Seit mittlerweile 19 Verhandlungstagen läuft der erste Prozess gegen mutmaßliche Teilnehmer an den Protesten gegen den G20-Gipfel auf der Elbchaussee. In dem Prozess versucht die Staatsanwaltschaft eine neue Rechtsprechung auf Demonstrationen anzuwenden, die die Versammlungsfreiheit einzuschränken droht, sollte sich die Rechtsauffassung auch in höheren Instanzen durchsetzen. Trotz der möglicherweise weitreichenden Folgen dieses Urteils wird die Beweisaufnahme unter Ausschluss der Öffentlichkeit verhandelt. Das Gericht begründete den Geheimprozess u.a. mit Beifall und lautstarken Jubelstürmen aus dem vollbesetzten Zuschauer*innenraum für die Angeklagten an den ersten beiden Prozesstagen. Doch auch die Anklage hatte bei ihrer dürftigen Beweislage allen Grund kritische Prozessbeobachter*innen auszuschließen, wie der bisherige Prozessverlauf zeigt.

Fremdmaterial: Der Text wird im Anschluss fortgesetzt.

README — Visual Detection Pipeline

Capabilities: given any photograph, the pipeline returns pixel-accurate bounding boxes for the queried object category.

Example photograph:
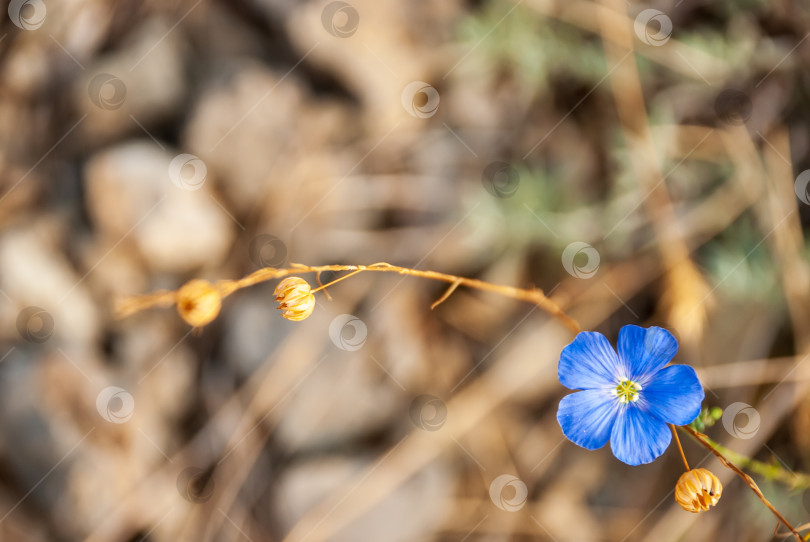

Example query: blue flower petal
[559,332,624,390]
[617,325,678,381]
[610,406,671,465]
[557,389,619,450]
[642,365,704,425]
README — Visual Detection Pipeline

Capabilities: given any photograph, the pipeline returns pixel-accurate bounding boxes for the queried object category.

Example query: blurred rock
[49,0,113,64]
[0,223,99,348]
[275,455,452,542]
[1,38,51,98]
[275,342,402,450]
[118,316,196,422]
[75,19,187,143]
[85,140,235,273]
[78,241,148,301]
[285,0,456,135]
[183,61,309,214]
[0,164,41,231]
[222,287,287,375]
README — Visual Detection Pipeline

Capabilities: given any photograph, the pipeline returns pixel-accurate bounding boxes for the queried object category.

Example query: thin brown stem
[670,424,690,471]
[773,522,810,540]
[315,270,333,300]
[116,262,582,334]
[310,269,364,293]
[681,426,802,542]
[430,279,462,310]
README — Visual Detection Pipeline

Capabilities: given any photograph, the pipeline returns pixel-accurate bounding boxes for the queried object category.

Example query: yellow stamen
[614,379,642,404]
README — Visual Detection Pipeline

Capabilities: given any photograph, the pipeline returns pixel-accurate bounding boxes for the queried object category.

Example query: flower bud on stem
[681,425,802,541]
[115,262,581,333]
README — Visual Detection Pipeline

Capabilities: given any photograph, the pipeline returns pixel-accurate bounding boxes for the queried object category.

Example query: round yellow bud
[274,277,315,321]
[176,279,222,327]
[675,468,722,513]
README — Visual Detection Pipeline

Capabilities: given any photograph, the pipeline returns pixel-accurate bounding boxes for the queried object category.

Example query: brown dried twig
[115,262,582,334]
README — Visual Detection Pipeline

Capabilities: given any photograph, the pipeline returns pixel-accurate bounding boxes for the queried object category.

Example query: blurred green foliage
[457,1,607,95]
[702,216,781,303]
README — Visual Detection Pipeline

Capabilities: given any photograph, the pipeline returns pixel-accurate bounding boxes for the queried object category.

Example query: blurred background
[1,0,810,540]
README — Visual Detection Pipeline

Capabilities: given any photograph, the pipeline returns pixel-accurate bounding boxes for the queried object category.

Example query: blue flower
[556,325,704,466]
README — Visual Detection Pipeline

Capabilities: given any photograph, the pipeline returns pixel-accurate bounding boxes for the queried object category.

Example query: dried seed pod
[675,468,722,513]
[176,279,222,327]
[274,277,315,321]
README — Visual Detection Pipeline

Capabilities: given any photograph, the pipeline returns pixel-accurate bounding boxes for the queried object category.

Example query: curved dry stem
[681,426,802,542]
[775,523,810,540]
[115,262,582,334]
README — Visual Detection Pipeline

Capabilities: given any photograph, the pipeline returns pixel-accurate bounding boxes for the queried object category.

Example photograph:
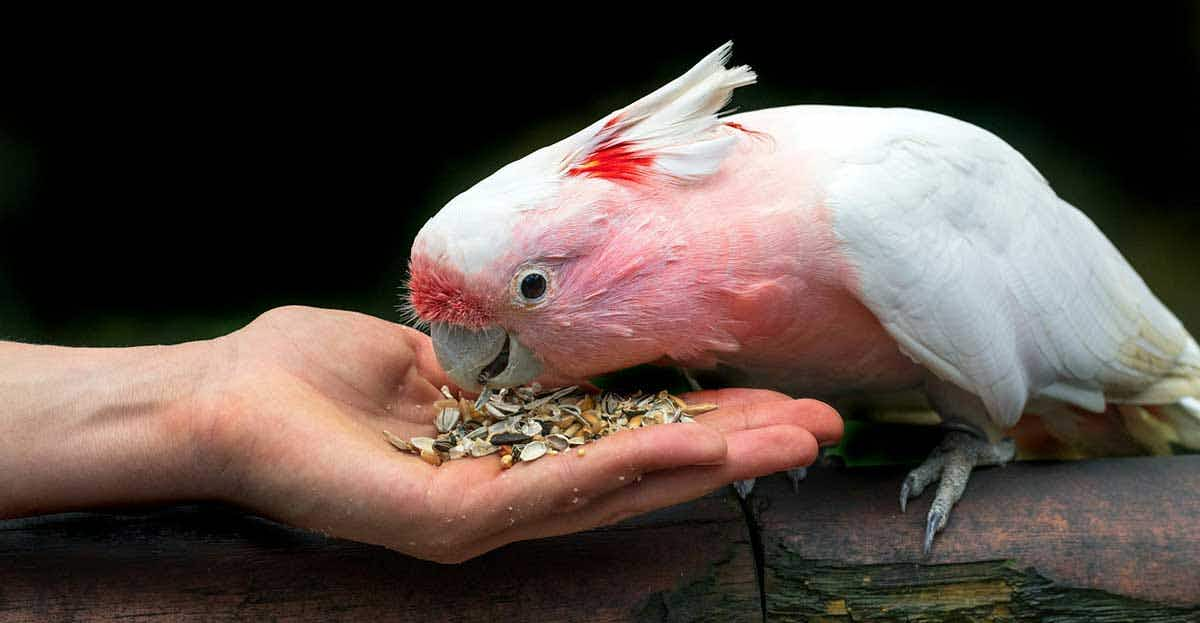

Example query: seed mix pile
[384,384,717,468]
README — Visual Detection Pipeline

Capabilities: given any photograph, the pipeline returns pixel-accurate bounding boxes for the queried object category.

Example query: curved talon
[786,467,807,494]
[923,509,944,556]
[899,432,1014,554]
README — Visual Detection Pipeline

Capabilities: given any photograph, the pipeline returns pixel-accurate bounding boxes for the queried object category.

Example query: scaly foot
[899,431,1014,555]
[732,478,755,498]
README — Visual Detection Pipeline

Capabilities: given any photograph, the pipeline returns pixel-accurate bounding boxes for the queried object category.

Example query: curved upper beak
[430,322,543,391]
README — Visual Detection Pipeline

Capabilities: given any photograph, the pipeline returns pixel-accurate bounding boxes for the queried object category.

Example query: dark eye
[519,271,547,301]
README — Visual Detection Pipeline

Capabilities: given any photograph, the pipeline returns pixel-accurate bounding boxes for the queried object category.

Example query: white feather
[801,105,1200,429]
[561,41,756,182]
[417,44,755,277]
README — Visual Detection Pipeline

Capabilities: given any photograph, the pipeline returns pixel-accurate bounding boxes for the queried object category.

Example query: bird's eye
[519,270,548,302]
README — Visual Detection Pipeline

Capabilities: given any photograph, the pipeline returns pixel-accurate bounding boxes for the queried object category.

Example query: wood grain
[2,456,1197,621]
[0,494,757,622]
[754,455,1200,619]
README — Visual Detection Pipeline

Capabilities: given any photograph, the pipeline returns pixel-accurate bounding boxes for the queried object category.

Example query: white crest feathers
[561,41,757,183]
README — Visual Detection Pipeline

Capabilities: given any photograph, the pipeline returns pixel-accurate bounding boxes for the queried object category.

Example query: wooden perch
[756,455,1200,621]
[0,493,756,622]
[0,456,1197,621]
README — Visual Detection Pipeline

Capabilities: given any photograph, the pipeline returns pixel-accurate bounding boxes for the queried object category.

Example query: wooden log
[2,456,1197,621]
[0,494,757,622]
[754,455,1200,621]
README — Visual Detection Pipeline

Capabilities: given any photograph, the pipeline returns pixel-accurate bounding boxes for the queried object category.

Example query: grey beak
[430,322,543,391]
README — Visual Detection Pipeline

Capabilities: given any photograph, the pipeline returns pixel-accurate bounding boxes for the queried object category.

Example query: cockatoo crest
[407,42,756,329]
[559,41,757,184]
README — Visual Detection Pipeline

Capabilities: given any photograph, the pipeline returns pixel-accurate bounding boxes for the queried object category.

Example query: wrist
[0,338,221,518]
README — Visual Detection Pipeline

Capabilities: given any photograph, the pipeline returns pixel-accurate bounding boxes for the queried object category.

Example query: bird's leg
[900,430,1014,555]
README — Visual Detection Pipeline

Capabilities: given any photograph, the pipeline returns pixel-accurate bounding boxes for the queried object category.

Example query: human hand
[194,306,841,562]
[0,306,841,563]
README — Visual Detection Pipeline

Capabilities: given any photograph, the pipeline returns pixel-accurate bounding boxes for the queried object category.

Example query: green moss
[767,556,1199,622]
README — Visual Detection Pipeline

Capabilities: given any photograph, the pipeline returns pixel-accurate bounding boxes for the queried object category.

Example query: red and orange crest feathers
[559,42,756,186]
[567,120,659,183]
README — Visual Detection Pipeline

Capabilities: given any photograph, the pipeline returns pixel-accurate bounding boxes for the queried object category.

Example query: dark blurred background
[1,6,1197,346]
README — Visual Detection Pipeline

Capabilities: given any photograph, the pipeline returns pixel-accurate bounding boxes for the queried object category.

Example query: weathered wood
[2,456,1198,621]
[0,494,757,622]
[754,455,1200,620]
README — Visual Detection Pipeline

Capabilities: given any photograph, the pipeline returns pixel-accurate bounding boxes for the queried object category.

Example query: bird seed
[383,385,713,467]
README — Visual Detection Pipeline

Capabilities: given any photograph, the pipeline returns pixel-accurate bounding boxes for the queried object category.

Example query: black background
[1,6,1197,345]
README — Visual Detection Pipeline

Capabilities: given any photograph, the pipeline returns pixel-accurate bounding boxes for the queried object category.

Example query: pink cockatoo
[406,43,1200,552]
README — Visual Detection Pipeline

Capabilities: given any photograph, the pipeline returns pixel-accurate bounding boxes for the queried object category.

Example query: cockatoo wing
[825,108,1200,430]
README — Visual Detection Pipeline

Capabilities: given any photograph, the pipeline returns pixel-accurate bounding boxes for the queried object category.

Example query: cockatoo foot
[732,478,756,499]
[786,467,807,493]
[898,431,1015,555]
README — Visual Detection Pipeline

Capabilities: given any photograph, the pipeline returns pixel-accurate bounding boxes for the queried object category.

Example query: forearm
[0,340,216,518]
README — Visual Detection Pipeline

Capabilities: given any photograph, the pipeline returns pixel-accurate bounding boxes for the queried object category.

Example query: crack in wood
[733,487,768,623]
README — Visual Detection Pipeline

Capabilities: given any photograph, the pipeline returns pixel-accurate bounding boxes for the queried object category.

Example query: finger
[441,420,728,539]
[470,424,819,553]
[492,420,728,502]
[679,387,795,409]
[685,392,843,446]
[397,325,460,395]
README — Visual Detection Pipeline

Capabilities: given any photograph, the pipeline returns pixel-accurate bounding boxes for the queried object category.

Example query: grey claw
[900,480,911,513]
[923,509,943,556]
[732,478,755,499]
[786,467,807,494]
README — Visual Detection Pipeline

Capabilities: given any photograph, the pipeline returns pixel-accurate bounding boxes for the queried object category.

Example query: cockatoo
[406,43,1200,553]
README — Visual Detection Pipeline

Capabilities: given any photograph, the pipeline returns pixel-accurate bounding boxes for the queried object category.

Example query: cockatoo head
[407,43,756,390]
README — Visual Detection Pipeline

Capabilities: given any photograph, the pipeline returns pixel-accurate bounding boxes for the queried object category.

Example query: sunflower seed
[474,387,492,411]
[490,400,522,414]
[383,430,413,452]
[524,385,578,410]
[469,439,500,457]
[519,441,548,462]
[581,411,604,434]
[491,432,532,446]
[383,385,715,468]
[436,408,461,433]
[521,420,543,437]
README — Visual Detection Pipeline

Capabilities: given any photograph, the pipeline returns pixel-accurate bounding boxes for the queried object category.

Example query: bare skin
[0,306,842,563]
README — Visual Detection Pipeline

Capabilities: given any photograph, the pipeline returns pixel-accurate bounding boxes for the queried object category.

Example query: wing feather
[828,108,1198,429]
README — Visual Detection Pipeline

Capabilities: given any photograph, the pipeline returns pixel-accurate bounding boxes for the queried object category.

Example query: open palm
[196,306,841,562]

Anklage: G20-Protest als unpolitischer Hooliganismus

Die Anklage will nachweisen, dass sich die fünf Angeklagten allein durch die Teilnahme an der Demonstration, aus der heraus zahlreiche Autos und Geschäfte angegriffen wurden, des schweren Landfriedensbruchs strafbar gemacht haben. Vier der fünf Angeklagten wird keine eigenhändige Straftat vorgeworfen. Mit ihrer Anklage stützt sich die Staatsanwaltschaft auf ein Urteil des Bundesgerichtshofs aus dem Mai 2017, das sich jedoch explizit auf Auseinandersetzungen zwischen Fußball-Hooligans bezog. Das Gericht wertete das „ostentative Mitmarschieren“, also ein bewusst herausforderndes Mitlaufen in einer Gruppe, als psychische Beihilfe für die gewalttätigen Hooligans. Der BGH schloss in seinem Urteil eine Anwendung auf Demonstrationen allerdings ausdrücklich aus.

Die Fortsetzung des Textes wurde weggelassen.